From conceptual ideation sketches to final presentation art, working within the exacting parameters of multiple professional projects can eventually lead to creative tunnel vision.
When a designer gets in this cycle, they tend to repeat the same styles, techniques and even ideas without even realizing it. This leads to stagnation and closes the door to innovative technologies and streamlining processes.
That’s why I like working with a team of designers who all have different backgrounds and personalities to draw from. Bouncing off ideas and exchanging tips and tricks really helps you stay fresh and fully engaged.
Back in the day working with Disney design teams, many would go out during lunch to sketch in pencil or even oil paint. It didn’t matter what they sketched, just as long as they cleared their minds and let loose with free-flowing creativity.

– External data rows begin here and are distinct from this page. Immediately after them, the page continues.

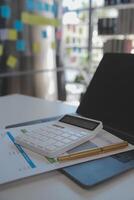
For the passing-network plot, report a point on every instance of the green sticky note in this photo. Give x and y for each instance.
(35, 19)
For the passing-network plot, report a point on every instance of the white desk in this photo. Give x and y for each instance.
(54, 185)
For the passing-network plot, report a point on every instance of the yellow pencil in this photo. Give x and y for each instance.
(93, 152)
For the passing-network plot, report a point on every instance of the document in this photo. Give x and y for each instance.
(18, 162)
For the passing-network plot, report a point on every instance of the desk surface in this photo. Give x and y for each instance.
(54, 185)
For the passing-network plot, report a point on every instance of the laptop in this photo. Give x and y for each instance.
(110, 99)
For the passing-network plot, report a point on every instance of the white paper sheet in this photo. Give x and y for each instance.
(17, 162)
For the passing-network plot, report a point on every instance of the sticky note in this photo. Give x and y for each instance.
(46, 7)
(3, 34)
(1, 49)
(58, 35)
(30, 5)
(18, 25)
(36, 47)
(35, 19)
(53, 45)
(54, 9)
(67, 40)
(80, 31)
(12, 34)
(5, 11)
(20, 45)
(11, 61)
(39, 6)
(44, 34)
(68, 51)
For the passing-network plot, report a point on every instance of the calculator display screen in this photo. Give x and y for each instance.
(80, 122)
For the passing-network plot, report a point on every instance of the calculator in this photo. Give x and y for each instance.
(54, 138)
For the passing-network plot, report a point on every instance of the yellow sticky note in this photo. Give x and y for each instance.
(36, 47)
(1, 49)
(11, 61)
(12, 34)
(53, 45)
(34, 19)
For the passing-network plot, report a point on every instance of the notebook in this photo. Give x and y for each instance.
(110, 99)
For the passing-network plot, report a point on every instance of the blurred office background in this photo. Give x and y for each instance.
(51, 48)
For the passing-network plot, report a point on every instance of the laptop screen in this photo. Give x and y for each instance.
(110, 94)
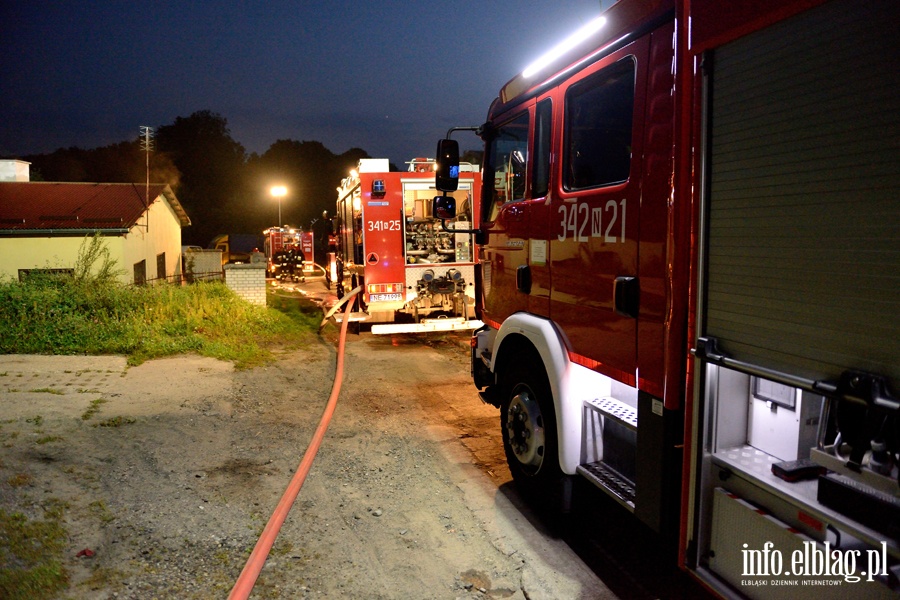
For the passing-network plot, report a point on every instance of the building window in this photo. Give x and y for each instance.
(161, 266)
(140, 272)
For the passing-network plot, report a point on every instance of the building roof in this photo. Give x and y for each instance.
(70, 208)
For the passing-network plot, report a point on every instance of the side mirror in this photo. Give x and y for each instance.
(446, 178)
(444, 207)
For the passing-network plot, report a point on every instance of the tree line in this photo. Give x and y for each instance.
(222, 188)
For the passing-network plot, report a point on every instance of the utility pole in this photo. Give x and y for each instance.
(147, 146)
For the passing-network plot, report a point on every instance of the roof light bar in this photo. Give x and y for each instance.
(583, 33)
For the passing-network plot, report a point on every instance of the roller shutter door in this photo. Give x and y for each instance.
(804, 204)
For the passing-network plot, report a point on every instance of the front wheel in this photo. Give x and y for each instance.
(528, 425)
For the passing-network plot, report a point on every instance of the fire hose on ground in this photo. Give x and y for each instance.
(247, 579)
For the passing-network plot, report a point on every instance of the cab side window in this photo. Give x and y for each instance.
(507, 159)
(543, 119)
(598, 122)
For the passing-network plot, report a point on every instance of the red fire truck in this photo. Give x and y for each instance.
(289, 253)
(417, 276)
(689, 278)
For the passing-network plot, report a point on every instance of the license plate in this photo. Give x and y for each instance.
(385, 297)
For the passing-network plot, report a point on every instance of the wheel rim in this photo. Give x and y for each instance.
(525, 430)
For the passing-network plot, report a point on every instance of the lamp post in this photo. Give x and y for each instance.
(279, 192)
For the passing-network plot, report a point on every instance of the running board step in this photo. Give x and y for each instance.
(616, 410)
(619, 488)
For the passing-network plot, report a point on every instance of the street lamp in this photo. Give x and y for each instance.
(279, 192)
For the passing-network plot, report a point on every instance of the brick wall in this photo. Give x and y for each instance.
(247, 281)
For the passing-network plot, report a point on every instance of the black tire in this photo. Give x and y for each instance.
(528, 426)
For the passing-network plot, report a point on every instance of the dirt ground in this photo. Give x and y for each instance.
(170, 470)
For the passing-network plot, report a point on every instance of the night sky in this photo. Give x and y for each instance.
(389, 77)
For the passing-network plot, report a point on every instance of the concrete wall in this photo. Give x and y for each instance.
(248, 281)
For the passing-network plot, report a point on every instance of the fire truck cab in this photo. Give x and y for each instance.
(689, 280)
(416, 274)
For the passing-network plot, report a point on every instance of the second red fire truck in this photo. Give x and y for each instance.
(689, 278)
(416, 275)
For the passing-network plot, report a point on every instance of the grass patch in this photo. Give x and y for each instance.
(93, 409)
(91, 313)
(115, 422)
(47, 439)
(48, 391)
(31, 553)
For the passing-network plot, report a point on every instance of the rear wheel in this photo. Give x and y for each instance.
(528, 425)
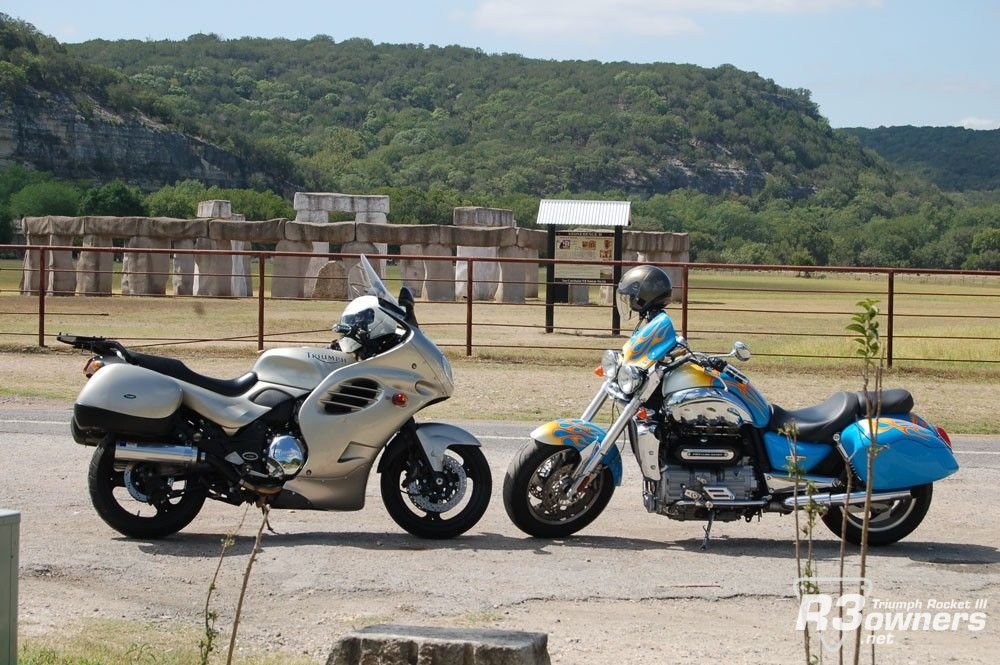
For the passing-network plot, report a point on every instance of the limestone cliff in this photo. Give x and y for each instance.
(73, 140)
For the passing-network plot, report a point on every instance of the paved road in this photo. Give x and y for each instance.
(633, 588)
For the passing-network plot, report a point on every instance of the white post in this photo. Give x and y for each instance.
(10, 522)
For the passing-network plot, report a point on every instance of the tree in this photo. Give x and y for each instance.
(45, 198)
(115, 199)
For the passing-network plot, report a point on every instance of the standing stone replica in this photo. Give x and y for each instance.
(486, 274)
(314, 208)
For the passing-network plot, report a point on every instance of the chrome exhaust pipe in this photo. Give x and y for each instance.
(156, 453)
(853, 498)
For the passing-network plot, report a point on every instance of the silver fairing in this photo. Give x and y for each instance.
(352, 414)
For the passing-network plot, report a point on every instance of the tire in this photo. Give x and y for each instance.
(437, 505)
(890, 521)
(531, 491)
(156, 517)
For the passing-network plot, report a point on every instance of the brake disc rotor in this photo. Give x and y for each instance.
(427, 495)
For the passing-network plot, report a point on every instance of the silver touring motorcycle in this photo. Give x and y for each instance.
(302, 429)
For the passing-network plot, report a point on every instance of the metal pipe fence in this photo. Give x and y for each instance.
(789, 308)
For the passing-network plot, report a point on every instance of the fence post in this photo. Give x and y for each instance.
(43, 285)
(10, 522)
(260, 302)
(468, 306)
(889, 315)
(684, 293)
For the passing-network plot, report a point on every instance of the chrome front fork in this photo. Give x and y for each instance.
(592, 455)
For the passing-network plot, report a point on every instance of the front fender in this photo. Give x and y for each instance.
(434, 439)
(579, 434)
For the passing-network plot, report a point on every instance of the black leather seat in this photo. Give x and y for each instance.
(821, 422)
(896, 400)
(178, 370)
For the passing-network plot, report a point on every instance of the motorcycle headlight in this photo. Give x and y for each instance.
(629, 378)
(609, 363)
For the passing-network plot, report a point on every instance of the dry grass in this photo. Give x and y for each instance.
(519, 372)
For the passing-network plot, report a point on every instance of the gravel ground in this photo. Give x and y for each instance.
(632, 588)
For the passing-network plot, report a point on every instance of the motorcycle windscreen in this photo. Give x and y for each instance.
(651, 342)
(907, 453)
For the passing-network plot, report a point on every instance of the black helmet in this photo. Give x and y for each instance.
(643, 289)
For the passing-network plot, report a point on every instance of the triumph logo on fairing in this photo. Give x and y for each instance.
(326, 358)
(833, 617)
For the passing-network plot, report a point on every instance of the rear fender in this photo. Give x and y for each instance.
(909, 452)
(434, 439)
(578, 434)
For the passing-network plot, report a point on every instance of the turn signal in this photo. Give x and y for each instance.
(92, 366)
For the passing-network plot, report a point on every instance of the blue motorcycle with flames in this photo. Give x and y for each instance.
(711, 447)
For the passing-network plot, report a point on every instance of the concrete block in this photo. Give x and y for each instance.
(468, 236)
(485, 274)
(478, 216)
(111, 227)
(439, 274)
(389, 644)
(145, 274)
(212, 272)
(94, 269)
(531, 239)
(216, 209)
(268, 231)
(313, 216)
(240, 282)
(54, 225)
(334, 202)
(335, 234)
(62, 271)
(288, 272)
(31, 272)
(512, 276)
(413, 270)
(415, 234)
(331, 282)
(172, 229)
(182, 268)
(377, 233)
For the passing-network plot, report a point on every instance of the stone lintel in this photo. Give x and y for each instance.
(478, 216)
(333, 202)
(268, 231)
(401, 645)
(337, 233)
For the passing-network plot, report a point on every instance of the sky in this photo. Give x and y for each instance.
(867, 63)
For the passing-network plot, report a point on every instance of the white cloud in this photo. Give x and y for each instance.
(979, 123)
(645, 18)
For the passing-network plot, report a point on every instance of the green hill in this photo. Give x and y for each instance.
(953, 158)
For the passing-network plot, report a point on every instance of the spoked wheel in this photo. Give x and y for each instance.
(890, 521)
(441, 504)
(141, 500)
(534, 492)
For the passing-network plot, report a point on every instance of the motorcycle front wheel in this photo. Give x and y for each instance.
(888, 522)
(438, 505)
(534, 492)
(139, 500)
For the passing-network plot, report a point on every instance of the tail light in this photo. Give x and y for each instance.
(92, 366)
(944, 436)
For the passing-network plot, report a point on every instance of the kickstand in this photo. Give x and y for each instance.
(708, 530)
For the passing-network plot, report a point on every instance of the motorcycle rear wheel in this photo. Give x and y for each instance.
(114, 495)
(889, 522)
(438, 505)
(533, 492)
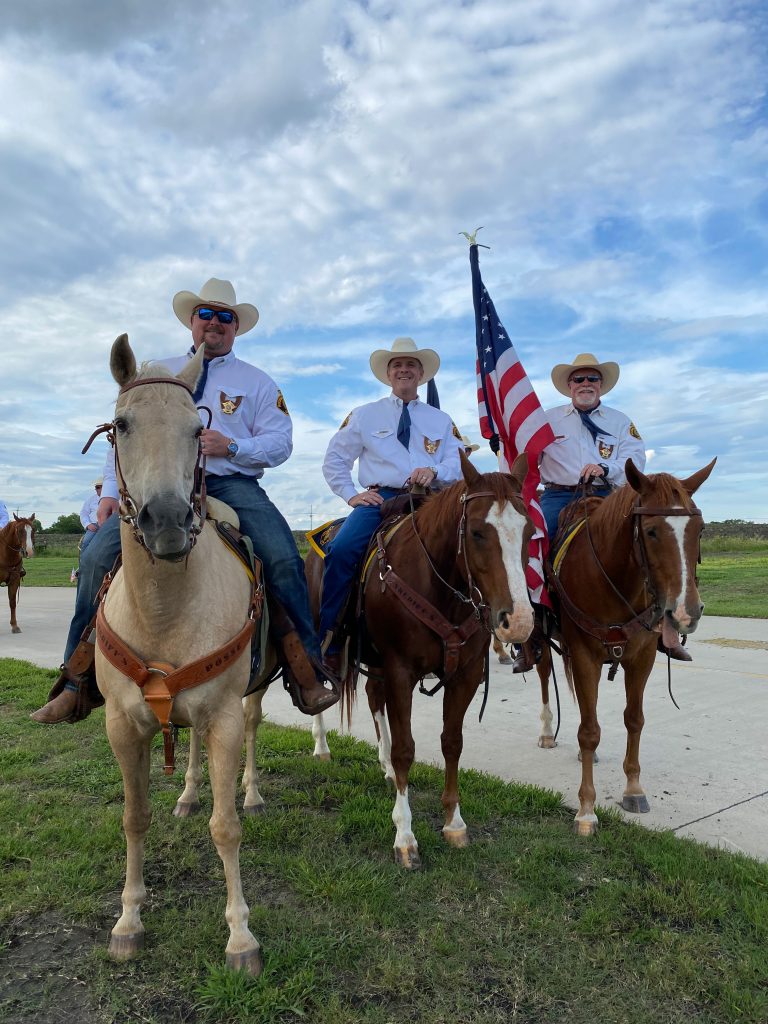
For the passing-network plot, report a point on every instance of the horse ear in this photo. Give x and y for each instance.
(470, 473)
(635, 478)
(122, 360)
(192, 371)
(694, 482)
(520, 469)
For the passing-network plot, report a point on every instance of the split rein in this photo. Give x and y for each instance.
(198, 495)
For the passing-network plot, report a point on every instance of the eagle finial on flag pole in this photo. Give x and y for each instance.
(472, 239)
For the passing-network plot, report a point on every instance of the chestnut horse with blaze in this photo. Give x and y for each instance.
(629, 571)
(450, 574)
(16, 541)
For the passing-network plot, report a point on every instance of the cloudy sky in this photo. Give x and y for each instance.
(324, 156)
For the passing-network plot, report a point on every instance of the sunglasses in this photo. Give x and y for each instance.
(224, 315)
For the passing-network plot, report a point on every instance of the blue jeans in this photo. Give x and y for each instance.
(342, 557)
(272, 543)
(553, 502)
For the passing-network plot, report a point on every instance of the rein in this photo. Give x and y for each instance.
(454, 637)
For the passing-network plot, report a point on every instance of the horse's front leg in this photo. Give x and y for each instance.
(636, 675)
(544, 669)
(224, 741)
(377, 704)
(457, 697)
(254, 802)
(587, 677)
(131, 748)
(399, 694)
(188, 802)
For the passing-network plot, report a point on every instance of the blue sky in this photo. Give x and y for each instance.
(324, 156)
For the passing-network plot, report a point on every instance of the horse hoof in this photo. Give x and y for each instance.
(408, 857)
(185, 810)
(125, 946)
(585, 826)
(456, 838)
(635, 804)
(250, 962)
(251, 810)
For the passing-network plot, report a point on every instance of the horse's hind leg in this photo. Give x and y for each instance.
(224, 741)
(12, 594)
(635, 678)
(254, 802)
(456, 699)
(132, 753)
(544, 669)
(188, 802)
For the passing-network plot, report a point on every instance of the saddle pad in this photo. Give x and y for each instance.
(321, 537)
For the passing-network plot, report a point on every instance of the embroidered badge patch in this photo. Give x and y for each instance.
(605, 450)
(227, 404)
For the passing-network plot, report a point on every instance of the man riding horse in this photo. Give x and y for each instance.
(397, 440)
(250, 430)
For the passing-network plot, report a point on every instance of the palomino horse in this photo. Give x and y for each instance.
(178, 600)
(16, 542)
(443, 580)
(629, 570)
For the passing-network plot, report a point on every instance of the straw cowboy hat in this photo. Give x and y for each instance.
(220, 295)
(381, 358)
(586, 360)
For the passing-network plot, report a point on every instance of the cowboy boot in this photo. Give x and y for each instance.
(75, 693)
(677, 652)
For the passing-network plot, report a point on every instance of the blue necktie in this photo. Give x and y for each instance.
(198, 393)
(590, 424)
(403, 427)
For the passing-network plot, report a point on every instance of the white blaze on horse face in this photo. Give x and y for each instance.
(677, 524)
(510, 527)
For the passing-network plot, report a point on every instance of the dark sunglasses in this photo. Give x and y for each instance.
(224, 315)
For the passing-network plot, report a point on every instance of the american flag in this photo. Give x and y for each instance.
(508, 407)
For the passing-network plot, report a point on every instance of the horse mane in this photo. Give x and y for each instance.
(613, 511)
(439, 512)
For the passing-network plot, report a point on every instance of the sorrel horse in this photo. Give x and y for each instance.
(179, 600)
(16, 543)
(630, 570)
(441, 582)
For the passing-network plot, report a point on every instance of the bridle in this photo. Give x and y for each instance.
(129, 511)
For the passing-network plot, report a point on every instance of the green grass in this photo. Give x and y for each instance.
(528, 924)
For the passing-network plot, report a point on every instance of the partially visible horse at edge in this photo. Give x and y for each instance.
(179, 600)
(629, 571)
(458, 561)
(16, 543)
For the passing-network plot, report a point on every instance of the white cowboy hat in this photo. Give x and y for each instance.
(585, 360)
(220, 295)
(381, 358)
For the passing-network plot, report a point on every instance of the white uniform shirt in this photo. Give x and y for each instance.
(88, 511)
(370, 434)
(573, 448)
(247, 406)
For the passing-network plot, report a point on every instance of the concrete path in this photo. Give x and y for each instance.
(705, 768)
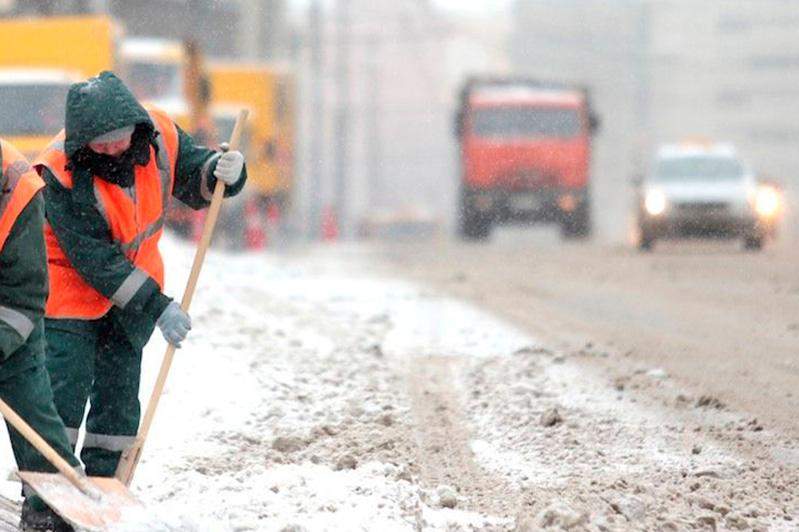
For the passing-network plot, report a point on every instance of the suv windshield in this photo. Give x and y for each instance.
(155, 81)
(32, 109)
(698, 168)
(526, 122)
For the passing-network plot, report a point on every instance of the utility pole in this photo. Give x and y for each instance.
(342, 121)
(315, 25)
(375, 185)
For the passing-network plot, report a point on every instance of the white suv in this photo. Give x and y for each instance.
(704, 191)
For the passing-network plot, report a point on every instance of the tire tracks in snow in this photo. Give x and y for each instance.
(442, 435)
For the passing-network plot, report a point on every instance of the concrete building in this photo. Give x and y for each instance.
(665, 70)
(404, 63)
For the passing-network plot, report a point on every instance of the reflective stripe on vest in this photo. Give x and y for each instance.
(135, 218)
(18, 186)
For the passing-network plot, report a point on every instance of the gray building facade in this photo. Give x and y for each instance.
(666, 70)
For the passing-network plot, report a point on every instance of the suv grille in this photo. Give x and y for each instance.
(704, 207)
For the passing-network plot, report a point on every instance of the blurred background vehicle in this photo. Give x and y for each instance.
(268, 144)
(39, 58)
(525, 150)
(705, 190)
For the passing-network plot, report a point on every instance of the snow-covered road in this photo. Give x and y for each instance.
(316, 394)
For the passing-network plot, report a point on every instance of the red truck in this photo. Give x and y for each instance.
(525, 152)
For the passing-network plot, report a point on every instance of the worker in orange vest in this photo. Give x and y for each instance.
(24, 383)
(110, 176)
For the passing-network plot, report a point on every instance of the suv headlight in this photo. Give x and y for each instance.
(655, 202)
(767, 201)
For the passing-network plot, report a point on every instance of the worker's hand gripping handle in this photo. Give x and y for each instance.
(130, 458)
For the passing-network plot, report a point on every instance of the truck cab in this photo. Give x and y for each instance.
(705, 190)
(154, 71)
(525, 150)
(36, 105)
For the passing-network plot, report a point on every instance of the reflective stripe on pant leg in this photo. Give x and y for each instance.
(114, 401)
(107, 442)
(17, 321)
(73, 434)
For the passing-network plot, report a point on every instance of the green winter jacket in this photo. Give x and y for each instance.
(95, 107)
(23, 287)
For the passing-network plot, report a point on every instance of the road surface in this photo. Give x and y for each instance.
(510, 387)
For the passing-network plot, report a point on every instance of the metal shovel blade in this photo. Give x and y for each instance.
(80, 510)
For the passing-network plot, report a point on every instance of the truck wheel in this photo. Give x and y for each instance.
(475, 227)
(753, 242)
(578, 224)
(646, 241)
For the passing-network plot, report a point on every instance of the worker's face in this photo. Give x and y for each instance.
(112, 148)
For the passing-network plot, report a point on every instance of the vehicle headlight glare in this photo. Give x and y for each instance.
(767, 201)
(655, 203)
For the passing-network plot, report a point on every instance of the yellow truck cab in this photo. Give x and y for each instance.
(267, 92)
(39, 59)
(154, 72)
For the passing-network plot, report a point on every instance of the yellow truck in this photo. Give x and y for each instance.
(267, 92)
(39, 59)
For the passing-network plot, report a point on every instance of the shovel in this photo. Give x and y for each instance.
(130, 457)
(87, 503)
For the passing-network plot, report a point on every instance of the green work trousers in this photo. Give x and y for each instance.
(95, 361)
(28, 393)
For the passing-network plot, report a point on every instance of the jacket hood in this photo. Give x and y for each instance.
(97, 106)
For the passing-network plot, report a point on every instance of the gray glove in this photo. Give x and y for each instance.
(229, 166)
(174, 323)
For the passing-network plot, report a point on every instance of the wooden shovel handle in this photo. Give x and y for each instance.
(130, 458)
(78, 480)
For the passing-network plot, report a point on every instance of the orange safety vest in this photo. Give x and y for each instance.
(135, 217)
(19, 185)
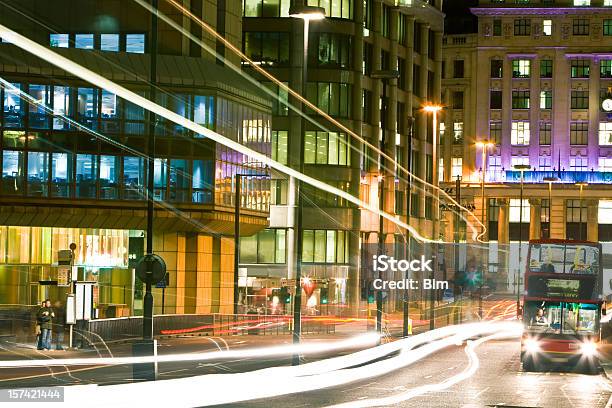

They taught me the value in taking time to creatively break free by doing really fast, ugly, no good, down and dirty sketch experiments that no one else would ever see.
My rough pencil doodle included in this post is an example of this process—it has no real details and plenty of mistakes, it’s just an exercise in allowing random ideas out of my head with no reference material to trigger the analytical side of my brain.
This doodle is a mess of cross-hatching and rough scribbles using an old discarded nub of a pencil. For you design students who always ask, this happens to be black Prismacolor on a Moleskin notebook, but keep in mind the actual tool could be anything—a marker, pen, or even crayon.
The point is to clear your mind from the clutter of exacting details—to be free from your perfectionism that can make your style stiff and keep your work too safe. This is the time you allow your sub-conscience mind to let loose and explore.
No thoughts of technique or cleaning anything up—just let it out! You’ll be surprised how many ideas pop into your head doing this, and how new styles and techniques effortlessly emerge.
Also, since these doodles are done in just a few minutes, over time, your muscle memory will adapt to the new pace and when you return to your professional work, you’ll notice a natural speed progression without even trying.
Clearing your analytical mind will allow creativity to flow from one idea to another. Even if you just have a fragment of a thought, your sub-conscious will build upon it, eventually developing a bonafide concept—yes, a big, beautiful, never been done before, jewel of an idea.
Short, really fast, multiple sketches work best to progressively build your thoughts and ideas until they start to take shape. So, roughing it isn’t so bad—let loose and just have fun.